Division of Bioengineering, National University of Singapore, Singapore, Singapore.
Tissue Eng Part A. 2010 Jan;16(1):283-98. doi: 10.1089/ten.tea.2008.0537.
Biodegradable nanofibers have become a popular candidate for tissue engineering scaffolds because of their biomimetic structure that physically resembles the extracellular matrix. For certain tissue regeneration applications, prolonged in vitro culture time for cellular reorganization and tissue remodeling may be required. Therefore, extensive understanding of cellular effects on scaffold degradation is needed. There are only few studies on the degradation of nanofibers, and also the studies on degradation throughout cell culture are rare. In this study, polyglycolide (PGA), poly(DL-lactide-co-glycolide) (PLGA) and poly(L-lactide-co-epsilon-caprolactone) [P(LLA-CL)] were electrospun into nanofibrous meshes. The nanofibers were cultured with porcine smooth muscle cells for up to 3 months to evaluate their degradation behavior and cellular response. The results showed that the degradation rates are in the order of PGA >> PLGA > P(LLA-CL). PGA nanofibers degraded in 3 weeks and supported cell growth only in the first few days. PLGA nanofiber scaffolds facilitated cell growth during the first 30 days after seeding, but cell growth was slow thereafter. P(LLA-CL) nanofibers facilitated long-term (1-3 months) cell growth. mRNA quantification using real-time polymerase chain reaction revealed that some smooth muscle cell markers (alpha-actinin and calponin) and extracellular matrix genes (collagen and integrin) seemed to be downregulated with increased cell culture time. Cell culture significantly increased the degradation rate of PGA nanofibers, whereas the effect on PLGA and P(LLA-CL) nanofibers was limited. We found that the molecular weight of P(LLA-CL) and PLGA nanofibers decreased linearly for up to 100 days. Half lives of PLGA and P(LLA-CL) nanofibers were shown to be 80 and 110 days, respectively. In summary, this is the first study to our knowledge to evaluate long-term polymeric nanofiber degradation in vitro with cell culture. Cell culture accelerated the nanofibrous scaffold degradation to a limited extent. P(LLA-CL) nanofibers could be a good choice as scaffolds for long-term smooth muscle cell culture.

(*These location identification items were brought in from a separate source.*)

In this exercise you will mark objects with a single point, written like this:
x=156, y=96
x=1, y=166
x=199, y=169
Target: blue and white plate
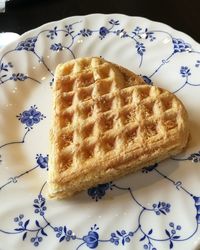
x=157, y=208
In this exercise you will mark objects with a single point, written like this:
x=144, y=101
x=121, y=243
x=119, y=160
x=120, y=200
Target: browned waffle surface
x=107, y=123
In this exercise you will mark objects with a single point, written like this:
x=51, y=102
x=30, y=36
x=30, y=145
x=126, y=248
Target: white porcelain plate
x=157, y=208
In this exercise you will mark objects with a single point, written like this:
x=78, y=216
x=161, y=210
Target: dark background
x=23, y=15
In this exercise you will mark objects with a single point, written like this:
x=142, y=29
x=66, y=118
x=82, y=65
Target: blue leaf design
x=26, y=223
x=150, y=232
x=24, y=236
x=42, y=204
x=37, y=223
x=143, y=238
x=36, y=206
x=163, y=212
x=119, y=233
x=62, y=238
x=167, y=232
x=176, y=237
x=43, y=232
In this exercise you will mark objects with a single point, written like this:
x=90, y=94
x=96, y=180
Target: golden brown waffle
x=107, y=123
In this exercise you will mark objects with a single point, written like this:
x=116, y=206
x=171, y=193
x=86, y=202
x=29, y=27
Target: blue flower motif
x=39, y=205
x=185, y=71
x=5, y=67
x=121, y=235
x=42, y=161
x=140, y=48
x=103, y=31
x=28, y=44
x=99, y=191
x=52, y=33
x=137, y=30
x=56, y=47
x=85, y=32
x=91, y=239
x=161, y=207
x=180, y=45
x=64, y=234
x=30, y=117
x=18, y=77
x=114, y=22
x=36, y=240
x=69, y=30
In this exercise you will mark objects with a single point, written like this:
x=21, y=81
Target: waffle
x=108, y=123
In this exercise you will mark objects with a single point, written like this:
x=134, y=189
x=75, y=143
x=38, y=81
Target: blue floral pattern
x=30, y=117
x=37, y=229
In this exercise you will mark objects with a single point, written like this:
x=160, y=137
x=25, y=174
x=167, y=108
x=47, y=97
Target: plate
x=156, y=208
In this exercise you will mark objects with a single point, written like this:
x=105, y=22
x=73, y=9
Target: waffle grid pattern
x=100, y=112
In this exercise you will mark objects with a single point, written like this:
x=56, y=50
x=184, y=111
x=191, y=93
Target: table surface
x=23, y=15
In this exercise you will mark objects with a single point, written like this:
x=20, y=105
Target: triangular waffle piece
x=107, y=123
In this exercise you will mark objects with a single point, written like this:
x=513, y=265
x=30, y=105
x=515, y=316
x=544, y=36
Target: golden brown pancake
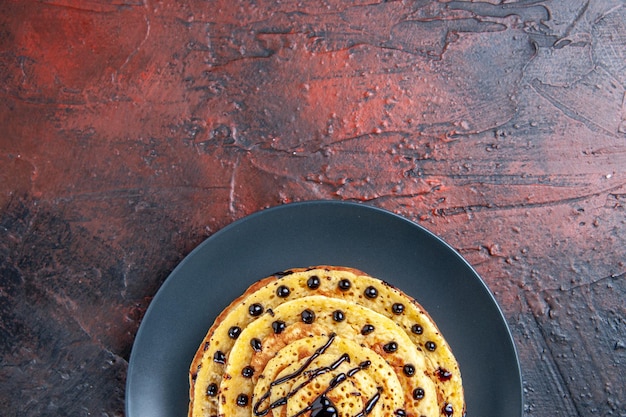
x=324, y=341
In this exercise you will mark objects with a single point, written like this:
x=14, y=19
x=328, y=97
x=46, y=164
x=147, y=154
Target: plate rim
x=162, y=289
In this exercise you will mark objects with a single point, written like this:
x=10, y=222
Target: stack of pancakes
x=323, y=342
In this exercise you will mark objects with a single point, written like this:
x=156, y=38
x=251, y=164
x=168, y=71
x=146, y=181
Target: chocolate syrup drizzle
x=321, y=406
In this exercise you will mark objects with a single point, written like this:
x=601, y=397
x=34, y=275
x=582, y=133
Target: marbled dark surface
x=132, y=130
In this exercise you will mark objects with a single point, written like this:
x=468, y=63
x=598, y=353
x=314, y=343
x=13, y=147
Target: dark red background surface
x=132, y=130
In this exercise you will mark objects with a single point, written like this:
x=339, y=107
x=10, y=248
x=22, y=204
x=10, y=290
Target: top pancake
x=215, y=373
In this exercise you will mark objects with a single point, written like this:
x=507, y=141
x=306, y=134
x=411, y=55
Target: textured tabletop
x=131, y=130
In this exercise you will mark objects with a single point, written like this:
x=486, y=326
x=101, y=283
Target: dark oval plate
x=373, y=240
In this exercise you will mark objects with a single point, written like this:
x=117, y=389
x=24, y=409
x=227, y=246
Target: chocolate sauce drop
x=323, y=407
x=444, y=374
x=338, y=315
x=255, y=309
x=371, y=292
x=344, y=284
x=234, y=332
x=283, y=291
x=397, y=308
x=313, y=282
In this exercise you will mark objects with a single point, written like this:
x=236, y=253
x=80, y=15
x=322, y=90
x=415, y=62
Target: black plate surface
x=378, y=242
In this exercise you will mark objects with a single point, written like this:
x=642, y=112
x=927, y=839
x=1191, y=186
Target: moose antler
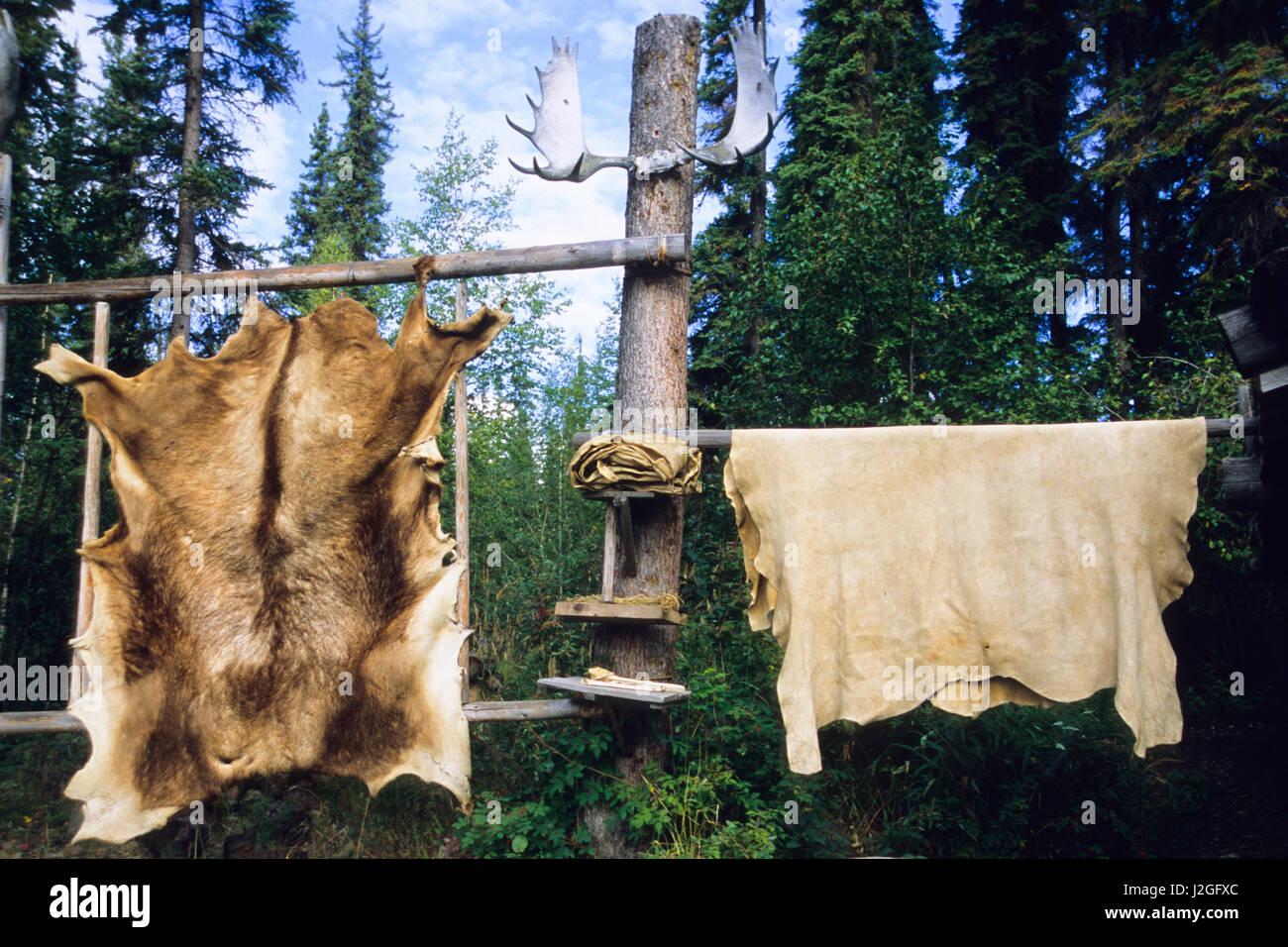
x=557, y=132
x=755, y=107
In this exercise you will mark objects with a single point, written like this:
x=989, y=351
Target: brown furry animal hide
x=274, y=595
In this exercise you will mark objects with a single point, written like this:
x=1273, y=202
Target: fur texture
x=274, y=596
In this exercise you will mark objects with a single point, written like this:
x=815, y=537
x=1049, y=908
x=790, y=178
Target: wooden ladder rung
x=592, y=690
x=618, y=613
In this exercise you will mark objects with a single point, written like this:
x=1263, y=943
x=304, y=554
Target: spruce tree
x=313, y=202
x=365, y=144
x=1014, y=103
x=217, y=62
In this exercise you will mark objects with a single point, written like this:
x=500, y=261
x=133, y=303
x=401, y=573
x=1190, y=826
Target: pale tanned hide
x=274, y=595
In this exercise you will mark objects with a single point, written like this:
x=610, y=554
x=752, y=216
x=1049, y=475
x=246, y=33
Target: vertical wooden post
x=653, y=355
x=463, y=500
x=5, y=195
x=93, y=466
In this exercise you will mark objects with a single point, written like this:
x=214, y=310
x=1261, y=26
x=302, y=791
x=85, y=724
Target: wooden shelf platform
x=590, y=690
x=618, y=613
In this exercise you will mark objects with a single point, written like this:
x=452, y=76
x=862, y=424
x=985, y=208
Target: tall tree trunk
x=1112, y=254
x=759, y=202
x=185, y=253
x=653, y=360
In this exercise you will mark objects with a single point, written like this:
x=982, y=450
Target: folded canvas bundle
x=969, y=566
x=634, y=462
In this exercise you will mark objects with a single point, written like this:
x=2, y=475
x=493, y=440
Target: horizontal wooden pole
x=39, y=722
x=662, y=250
x=513, y=711
x=715, y=440
x=26, y=724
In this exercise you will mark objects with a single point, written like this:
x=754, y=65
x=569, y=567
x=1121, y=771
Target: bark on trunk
x=653, y=356
x=185, y=253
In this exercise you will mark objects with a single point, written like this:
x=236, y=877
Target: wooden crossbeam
x=713, y=440
x=652, y=252
x=33, y=723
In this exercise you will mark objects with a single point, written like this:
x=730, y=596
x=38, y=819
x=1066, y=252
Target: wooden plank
x=1241, y=480
x=702, y=438
x=655, y=250
x=1256, y=347
x=516, y=711
x=39, y=722
x=93, y=474
x=601, y=692
x=715, y=440
x=618, y=613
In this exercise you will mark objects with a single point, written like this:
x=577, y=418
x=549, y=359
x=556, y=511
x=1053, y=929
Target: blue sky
x=438, y=59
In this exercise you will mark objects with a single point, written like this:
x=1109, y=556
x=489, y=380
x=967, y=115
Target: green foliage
x=355, y=202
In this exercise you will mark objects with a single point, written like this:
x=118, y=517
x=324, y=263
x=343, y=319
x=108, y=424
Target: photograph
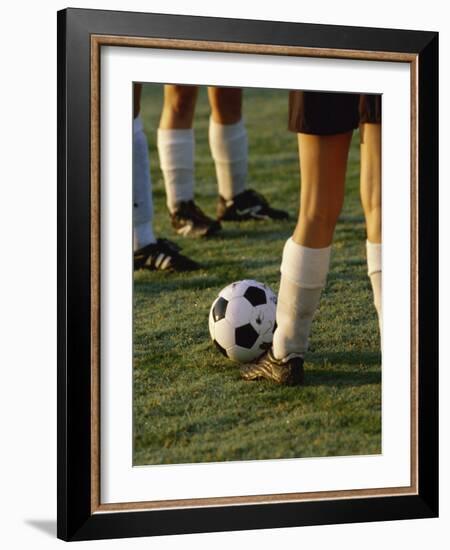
x=245, y=305
x=257, y=274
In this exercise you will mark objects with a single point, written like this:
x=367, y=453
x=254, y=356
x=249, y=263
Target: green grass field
x=189, y=402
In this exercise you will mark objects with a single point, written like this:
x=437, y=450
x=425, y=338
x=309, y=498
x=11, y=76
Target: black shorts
x=328, y=113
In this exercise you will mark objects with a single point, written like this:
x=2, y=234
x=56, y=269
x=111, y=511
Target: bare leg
x=371, y=179
x=323, y=164
x=371, y=201
x=179, y=107
x=306, y=256
x=226, y=104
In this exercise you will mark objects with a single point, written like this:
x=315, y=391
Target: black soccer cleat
x=287, y=372
x=189, y=220
x=248, y=205
x=164, y=255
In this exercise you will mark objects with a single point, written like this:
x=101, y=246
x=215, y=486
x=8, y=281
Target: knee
x=226, y=105
x=319, y=219
x=181, y=100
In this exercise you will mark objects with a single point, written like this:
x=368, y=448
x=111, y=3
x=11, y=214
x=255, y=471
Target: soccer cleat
x=164, y=255
x=287, y=371
x=189, y=220
x=248, y=205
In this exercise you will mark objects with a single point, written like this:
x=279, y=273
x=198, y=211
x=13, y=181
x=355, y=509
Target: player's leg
x=324, y=141
x=370, y=108
x=149, y=252
x=229, y=149
x=176, y=147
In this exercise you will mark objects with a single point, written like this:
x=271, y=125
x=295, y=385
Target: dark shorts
x=328, y=113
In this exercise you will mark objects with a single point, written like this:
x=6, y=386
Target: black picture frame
x=76, y=520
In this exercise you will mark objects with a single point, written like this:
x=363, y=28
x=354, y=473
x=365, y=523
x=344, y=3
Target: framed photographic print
x=247, y=252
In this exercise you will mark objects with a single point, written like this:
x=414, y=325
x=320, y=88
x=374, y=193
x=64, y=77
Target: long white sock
x=303, y=275
x=374, y=268
x=142, y=189
x=176, y=157
x=229, y=149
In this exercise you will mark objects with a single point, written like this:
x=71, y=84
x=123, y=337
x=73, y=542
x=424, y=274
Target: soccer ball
x=242, y=320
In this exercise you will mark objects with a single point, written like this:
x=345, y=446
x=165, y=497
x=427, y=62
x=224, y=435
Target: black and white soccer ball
x=242, y=320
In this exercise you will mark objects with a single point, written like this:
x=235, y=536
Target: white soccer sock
x=142, y=189
x=303, y=275
x=176, y=157
x=229, y=149
x=374, y=272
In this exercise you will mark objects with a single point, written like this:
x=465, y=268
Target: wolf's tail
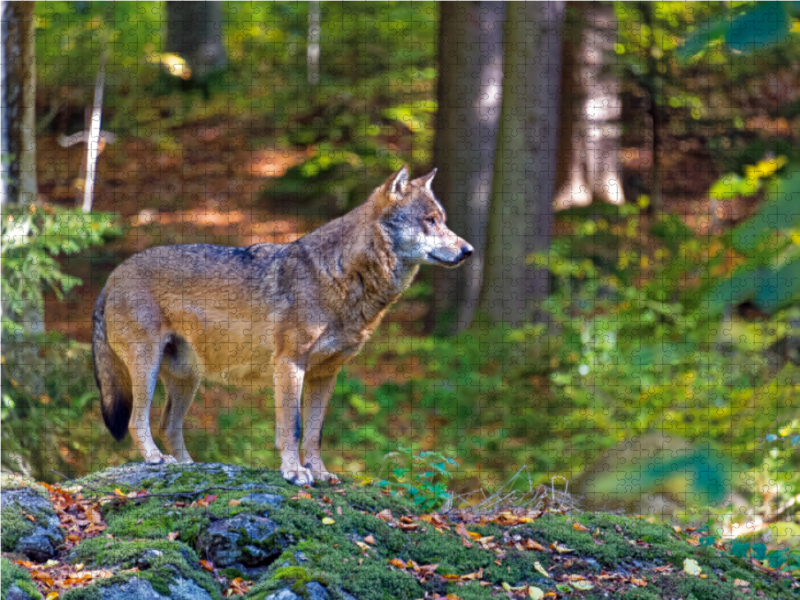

可生物降解的纳米纤维因其仿生结构而成为组织工程支架的热门候选材料,这种结构在物理上类似于细胞外基质。对于某些组织再生应用,可能需要延长细胞重组和组织重塑的体外培养时间。因此,需要广泛了解细胞对支架降解的影响。关于纳米纤维的降解,目前仅有少数研究,关于整个细胞培养过程中的降解研究则更为罕见。在这项研究中,聚乙醇酸(PGA)、聚(DL-乳酸-co-乙醇酸)(PLGA)和聚(L-乳酸-co-ε-己内酯)[P(LLA-CL)]被电纺成纳米纤维网。纳米纤维与猪平滑肌细胞共培养长达 3 个月,以评估其降解行为和细胞反应。结果表明,降解速率顺序为 PGA >> PLGA > P(LLA-CL)。PGA 纳米纤维在 3 周内降解,仅在最初几天支持细胞生长。PLGA 纳米纤维支架在接种后 30 天内促进细胞生长,但此后细胞生长缓慢。P(LLA-CL)纳米纤维促进了细胞的长期(1-3 个月)生长。实时聚合酶链反应的 mRNA 定量显示,一些平滑肌细胞标志物(α-肌动蛋白和钙调蛋白)和细胞外基质基因(胶原蛋白和整合素)似乎随着细胞培养时间的增加而下调。细胞培养显著提高了 PGA 纳米纤维的降解速率,而对 PLGA 和 P(LLA-CL)纳米纤维的影响有限。我们发现 P(LLA-CL)和 PLGA 纳米纤维的分子量在长达 100 天内呈线性下降。PLGA 和 P(LLA-CL)纳米纤维的半衰期分别为 80 天和 110 天。总之,这是我们所知的首次在体外进行细胞培养来评估长寿命聚合物纳米纤维的降解。细胞培养在有限程度上加速了纳米纤维支架的降解。P(LLA-CL)纳米纤维可能是平滑肌细胞长期培养的良好选择。